Seeing patterns in weak signals is something done really well by all of us with the benefit of hindsight so setting up methodologies that examine weak signals pro-actively is key. Engineers on Deepwater Horizon dismissing worrying readings and even more alarming ‘kicks’ as merely the result of the bladder effect (which doesn’t actually exist) is a classic example of conveniently rationalising signals that are telling us that something isn’t as planned. Poor culture survey scores, near miss incidents on a par (rather than outnumbering) minor incidents, the common use of ‘them’ rather than ‘we’ and poor housekeeping are other (not so) weak signals if you’re looking for them.

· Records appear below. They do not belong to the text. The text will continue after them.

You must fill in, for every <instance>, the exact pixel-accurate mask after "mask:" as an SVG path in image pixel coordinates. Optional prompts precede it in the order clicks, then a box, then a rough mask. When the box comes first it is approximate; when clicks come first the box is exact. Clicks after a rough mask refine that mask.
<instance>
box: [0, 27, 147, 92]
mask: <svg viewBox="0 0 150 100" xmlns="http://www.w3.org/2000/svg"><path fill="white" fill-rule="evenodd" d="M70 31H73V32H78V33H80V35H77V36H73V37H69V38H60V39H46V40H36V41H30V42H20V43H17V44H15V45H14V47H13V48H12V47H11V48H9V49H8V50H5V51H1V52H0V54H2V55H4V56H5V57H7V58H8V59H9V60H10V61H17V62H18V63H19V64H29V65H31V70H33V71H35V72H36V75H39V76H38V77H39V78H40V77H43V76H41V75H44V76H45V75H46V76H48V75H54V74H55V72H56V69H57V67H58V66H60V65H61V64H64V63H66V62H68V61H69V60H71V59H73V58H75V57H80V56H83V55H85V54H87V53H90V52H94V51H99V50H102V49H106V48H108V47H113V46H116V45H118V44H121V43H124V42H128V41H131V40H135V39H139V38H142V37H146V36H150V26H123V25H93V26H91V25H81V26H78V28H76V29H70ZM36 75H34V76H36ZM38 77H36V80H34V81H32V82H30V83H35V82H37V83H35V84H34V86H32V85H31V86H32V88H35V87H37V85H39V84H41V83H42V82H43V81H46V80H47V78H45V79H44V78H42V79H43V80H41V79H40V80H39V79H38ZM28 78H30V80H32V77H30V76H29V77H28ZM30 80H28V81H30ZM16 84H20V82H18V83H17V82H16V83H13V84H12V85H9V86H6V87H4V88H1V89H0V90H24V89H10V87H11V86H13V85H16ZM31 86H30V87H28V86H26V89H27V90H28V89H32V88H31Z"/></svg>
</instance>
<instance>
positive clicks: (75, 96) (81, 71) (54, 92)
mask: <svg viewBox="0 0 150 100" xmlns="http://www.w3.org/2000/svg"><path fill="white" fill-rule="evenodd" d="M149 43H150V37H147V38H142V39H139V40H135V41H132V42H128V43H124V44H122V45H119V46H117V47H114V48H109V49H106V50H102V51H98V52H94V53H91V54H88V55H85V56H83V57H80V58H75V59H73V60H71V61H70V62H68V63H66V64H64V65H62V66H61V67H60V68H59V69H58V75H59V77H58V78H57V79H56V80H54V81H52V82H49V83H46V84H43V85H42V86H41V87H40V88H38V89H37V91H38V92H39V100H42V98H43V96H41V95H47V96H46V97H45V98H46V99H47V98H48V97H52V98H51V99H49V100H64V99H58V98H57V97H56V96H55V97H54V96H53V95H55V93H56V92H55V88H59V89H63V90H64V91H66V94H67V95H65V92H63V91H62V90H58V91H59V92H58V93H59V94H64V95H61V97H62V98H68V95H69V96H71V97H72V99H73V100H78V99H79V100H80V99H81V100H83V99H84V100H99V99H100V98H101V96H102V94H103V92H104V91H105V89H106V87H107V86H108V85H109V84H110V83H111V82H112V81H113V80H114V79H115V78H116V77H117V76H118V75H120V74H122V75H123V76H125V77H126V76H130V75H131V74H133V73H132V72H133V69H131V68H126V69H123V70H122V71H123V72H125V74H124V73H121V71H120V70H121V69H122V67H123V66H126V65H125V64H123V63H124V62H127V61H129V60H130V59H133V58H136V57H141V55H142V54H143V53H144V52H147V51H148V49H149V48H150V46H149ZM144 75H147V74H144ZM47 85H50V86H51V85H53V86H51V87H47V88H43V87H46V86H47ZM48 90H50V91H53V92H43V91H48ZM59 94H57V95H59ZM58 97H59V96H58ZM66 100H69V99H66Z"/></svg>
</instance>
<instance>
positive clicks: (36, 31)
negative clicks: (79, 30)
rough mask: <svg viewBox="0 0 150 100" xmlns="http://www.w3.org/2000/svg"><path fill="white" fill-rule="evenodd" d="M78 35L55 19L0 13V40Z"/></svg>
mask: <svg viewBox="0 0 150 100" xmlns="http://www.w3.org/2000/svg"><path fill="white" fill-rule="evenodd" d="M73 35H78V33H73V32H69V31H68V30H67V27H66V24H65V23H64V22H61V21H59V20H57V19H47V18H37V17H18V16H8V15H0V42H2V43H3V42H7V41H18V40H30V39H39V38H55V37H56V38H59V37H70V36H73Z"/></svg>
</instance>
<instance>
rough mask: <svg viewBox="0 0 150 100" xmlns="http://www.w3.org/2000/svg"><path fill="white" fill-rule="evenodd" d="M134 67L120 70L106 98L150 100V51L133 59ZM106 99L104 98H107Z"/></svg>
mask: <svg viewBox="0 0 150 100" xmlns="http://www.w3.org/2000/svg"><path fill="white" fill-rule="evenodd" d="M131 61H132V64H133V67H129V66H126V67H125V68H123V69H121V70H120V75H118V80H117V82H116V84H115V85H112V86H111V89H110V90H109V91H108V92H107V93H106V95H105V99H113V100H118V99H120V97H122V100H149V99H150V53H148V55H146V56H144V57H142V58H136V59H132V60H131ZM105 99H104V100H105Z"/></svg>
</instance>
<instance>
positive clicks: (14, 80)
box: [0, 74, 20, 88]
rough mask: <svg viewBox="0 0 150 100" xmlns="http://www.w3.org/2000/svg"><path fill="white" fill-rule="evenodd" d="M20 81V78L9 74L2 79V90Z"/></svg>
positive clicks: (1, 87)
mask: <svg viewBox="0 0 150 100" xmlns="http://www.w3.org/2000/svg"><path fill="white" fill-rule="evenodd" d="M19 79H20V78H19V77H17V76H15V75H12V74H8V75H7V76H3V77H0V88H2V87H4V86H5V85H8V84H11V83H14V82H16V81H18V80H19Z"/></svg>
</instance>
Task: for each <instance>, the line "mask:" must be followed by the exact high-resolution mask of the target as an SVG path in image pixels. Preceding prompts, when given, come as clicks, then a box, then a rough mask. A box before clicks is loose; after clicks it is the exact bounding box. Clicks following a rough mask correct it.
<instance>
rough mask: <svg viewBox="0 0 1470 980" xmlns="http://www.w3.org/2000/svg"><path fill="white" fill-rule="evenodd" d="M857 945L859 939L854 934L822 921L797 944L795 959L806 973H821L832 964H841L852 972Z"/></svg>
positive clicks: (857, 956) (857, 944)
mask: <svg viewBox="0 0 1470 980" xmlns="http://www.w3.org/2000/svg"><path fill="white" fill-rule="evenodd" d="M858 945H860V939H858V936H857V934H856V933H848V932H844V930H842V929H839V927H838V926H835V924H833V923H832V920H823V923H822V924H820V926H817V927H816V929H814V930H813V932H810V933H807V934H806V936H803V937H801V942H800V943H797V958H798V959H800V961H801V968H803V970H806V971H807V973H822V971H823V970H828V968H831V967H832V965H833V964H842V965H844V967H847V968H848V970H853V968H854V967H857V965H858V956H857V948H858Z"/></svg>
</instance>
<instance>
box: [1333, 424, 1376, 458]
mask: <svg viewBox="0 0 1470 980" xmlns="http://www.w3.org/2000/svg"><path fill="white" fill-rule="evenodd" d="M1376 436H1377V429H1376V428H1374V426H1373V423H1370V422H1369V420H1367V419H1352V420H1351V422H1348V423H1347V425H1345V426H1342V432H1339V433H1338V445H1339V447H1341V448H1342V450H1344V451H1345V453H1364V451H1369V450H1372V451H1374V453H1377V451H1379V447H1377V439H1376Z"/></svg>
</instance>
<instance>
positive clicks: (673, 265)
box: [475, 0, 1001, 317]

More useful perhaps is the default of people who work in complex and or chaotic areas (e.g. battlefield command, politicians) who will automatically get a team of experts together and collate as much information as they can in the hope that a solution will emerge. Here, any and all signals will be scrutinised for utility.

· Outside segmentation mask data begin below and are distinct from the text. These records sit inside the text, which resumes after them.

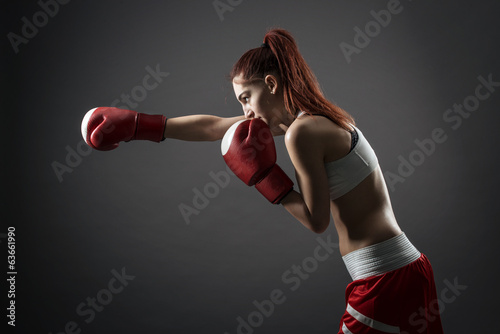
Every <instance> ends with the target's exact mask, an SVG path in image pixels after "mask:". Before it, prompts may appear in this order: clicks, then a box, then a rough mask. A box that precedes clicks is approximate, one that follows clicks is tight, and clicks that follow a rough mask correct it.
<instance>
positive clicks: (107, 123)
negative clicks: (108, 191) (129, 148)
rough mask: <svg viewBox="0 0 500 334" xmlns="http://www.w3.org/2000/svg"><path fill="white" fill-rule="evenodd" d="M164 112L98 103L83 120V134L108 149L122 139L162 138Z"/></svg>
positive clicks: (162, 135)
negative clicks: (142, 112) (161, 112)
mask: <svg viewBox="0 0 500 334" xmlns="http://www.w3.org/2000/svg"><path fill="white" fill-rule="evenodd" d="M166 120H167V118H166V117H165V116H163V115H147V114H142V113H137V112H135V111H132V110H125V109H118V108H113V107H99V108H94V109H91V110H89V111H88V112H87V113H86V114H85V117H84V118H83V121H82V136H83V139H85V142H86V143H87V144H88V145H89V146H90V147H92V148H95V149H96V150H100V151H109V150H113V149H115V148H117V147H118V145H119V143H120V142H121V141H130V140H151V141H155V142H158V143H159V142H160V141H162V140H163V132H164V131H165V122H166Z"/></svg>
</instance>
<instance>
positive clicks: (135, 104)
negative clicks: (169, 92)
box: [51, 64, 170, 183]
mask: <svg viewBox="0 0 500 334" xmlns="http://www.w3.org/2000/svg"><path fill="white" fill-rule="evenodd" d="M145 70H146V72H147V74H146V75H145V76H144V77H143V78H142V81H141V83H140V84H138V85H136V86H134V87H133V88H132V89H131V90H130V92H127V93H122V94H120V98H119V99H118V98H117V99H114V100H113V101H112V102H111V104H110V106H111V107H117V108H121V109H134V108H137V107H138V106H139V103H141V102H142V101H144V100H145V99H146V98H147V96H148V92H150V91H152V90H154V89H156V88H157V87H158V86H159V85H160V84H161V83H162V82H163V79H164V78H166V77H168V76H169V75H170V73H168V72H162V71H161V69H160V64H156V67H155V68H152V67H151V66H149V65H148V66H146V67H145ZM65 149H66V157H65V159H64V163H61V162H59V161H56V160H54V161H53V162H52V163H51V166H52V169H53V171H54V174H55V175H56V177H57V179H58V180H59V183H62V182H63V181H64V178H63V176H64V174H65V173H72V172H73V170H74V169H75V168H76V167H78V166H80V164H81V163H82V161H83V157H86V156H88V155H90V153H92V151H93V150H92V148H91V147H90V146H88V145H87V143H86V142H85V140H83V139H82V140H80V141H79V142H78V143H77V144H76V145H75V146H74V147H71V146H70V145H66V147H65Z"/></svg>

A practical application that all organisations should use pro-actively is such as Behavioural Root Cause Analysis teams containing the real experts (the people who do the job) are always successful if given the time and resource. The passion and engagement such teams can be seen also in the ‘safety differently’ approach – which is essentially to assume workers are the solution not the problem and to ask them ‘what do you need’?

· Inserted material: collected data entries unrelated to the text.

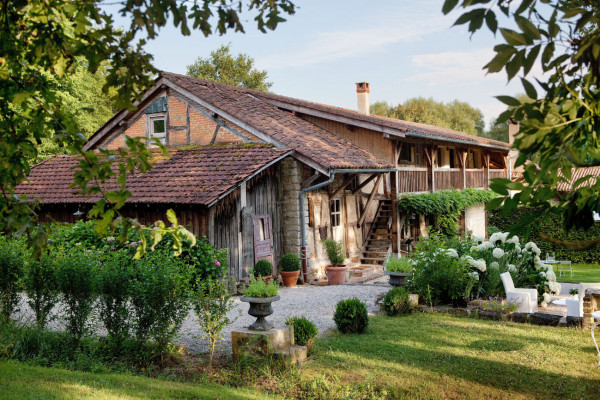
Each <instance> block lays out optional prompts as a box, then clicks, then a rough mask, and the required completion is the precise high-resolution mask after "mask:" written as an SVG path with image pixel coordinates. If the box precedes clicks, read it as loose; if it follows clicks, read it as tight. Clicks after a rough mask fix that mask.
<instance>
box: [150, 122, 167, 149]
mask: <svg viewBox="0 0 600 400" xmlns="http://www.w3.org/2000/svg"><path fill="white" fill-rule="evenodd" d="M152 138H157V139H158V140H160V142H161V143H162V144H165V140H166V138H167V129H166V126H165V117H164V116H162V115H161V116H160V117H151V118H150V139H152Z"/></svg>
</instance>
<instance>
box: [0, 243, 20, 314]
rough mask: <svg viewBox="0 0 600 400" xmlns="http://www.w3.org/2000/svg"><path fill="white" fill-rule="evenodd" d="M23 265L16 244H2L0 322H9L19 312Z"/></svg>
mask: <svg viewBox="0 0 600 400" xmlns="http://www.w3.org/2000/svg"><path fill="white" fill-rule="evenodd" d="M23 263H24V260H23V257H22V256H21V254H20V252H19V251H18V249H17V247H16V246H15V245H14V244H12V243H9V242H2V243H0V322H1V320H4V321H8V320H9V319H10V316H11V315H12V314H13V313H14V312H15V311H17V308H18V305H19V291H20V290H21V282H20V279H21V275H22V270H23Z"/></svg>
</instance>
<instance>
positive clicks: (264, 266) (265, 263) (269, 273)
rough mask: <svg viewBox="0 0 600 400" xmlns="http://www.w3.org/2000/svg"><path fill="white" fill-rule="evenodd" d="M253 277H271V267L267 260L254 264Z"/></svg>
mask: <svg viewBox="0 0 600 400" xmlns="http://www.w3.org/2000/svg"><path fill="white" fill-rule="evenodd" d="M253 271H254V276H256V277H259V276H271V275H273V265H272V264H271V262H270V261H269V260H258V262H257V263H256V264H254V270H253Z"/></svg>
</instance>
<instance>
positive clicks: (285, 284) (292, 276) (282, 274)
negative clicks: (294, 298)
mask: <svg viewBox="0 0 600 400" xmlns="http://www.w3.org/2000/svg"><path fill="white" fill-rule="evenodd" d="M280 274H281V280H282V281H283V284H284V285H285V286H287V287H290V286H296V283H297V282H298V277H299V276H300V271H299V270H298V271H281V272H280Z"/></svg>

Consultancy is another problem area. Bad consultants. “I have this lovely solution… where is your problem?’ Good consultants: ‘I have a range of lovely solutions and an open mind to developing an entirely unique and tailored one’… ‘what is your problem?’
Rules and Regulations
An interesting topical issue is that when things get chaotic the response of those in command is to establish order with new rules and regulations which they often find themselves reluctant to give up when things calm down. (The concerns about the proposed ‘Justice Bill’ in the UK is a perfect example). In the world of health and safety we can consider simplistic catch all PPE rules that really should be made more subtle once the principle is established. Specifically, once rules that were initially useful to add order to chaos have achieved their aim they can look and feel ‘infantile’ to workers. This inevitably leads to resentment and sets entirely the wrong tone when we’re seeking empowerment and the truism “fewer, better rules, thoughtfully enforced” will be undermined.
COVID Rules & Conclusion
In short, risk management is never at its most effective when thinking stops. For example, in 2020 nearly all of us were in a situation where we were seated in a large café / shopping in a supermarket with two wide doors at either end of the space. Though seated/ paying at a till right next to a deserted ‘in’ door we’re instructed to make our way past dozens of fellow dinners / shoppers to the official ‘out’ door so as to ‘benefit’ from the one-way system. (All it would take is to instruct the person ‘guarding’ the door to enforce the one-way system when the ‘in’ door is genuinely busy and not shout ‘ONE WAY!’ by wrote when it’s deserted. (Especially when using a tone that implies ‘murderer’).
The most obvious learning point from an understanding of the Cynefin model is that the world is not a simple place. Applying simplistic thinking to any risk management issue – let alone complex and global one – kills people unnecessarily.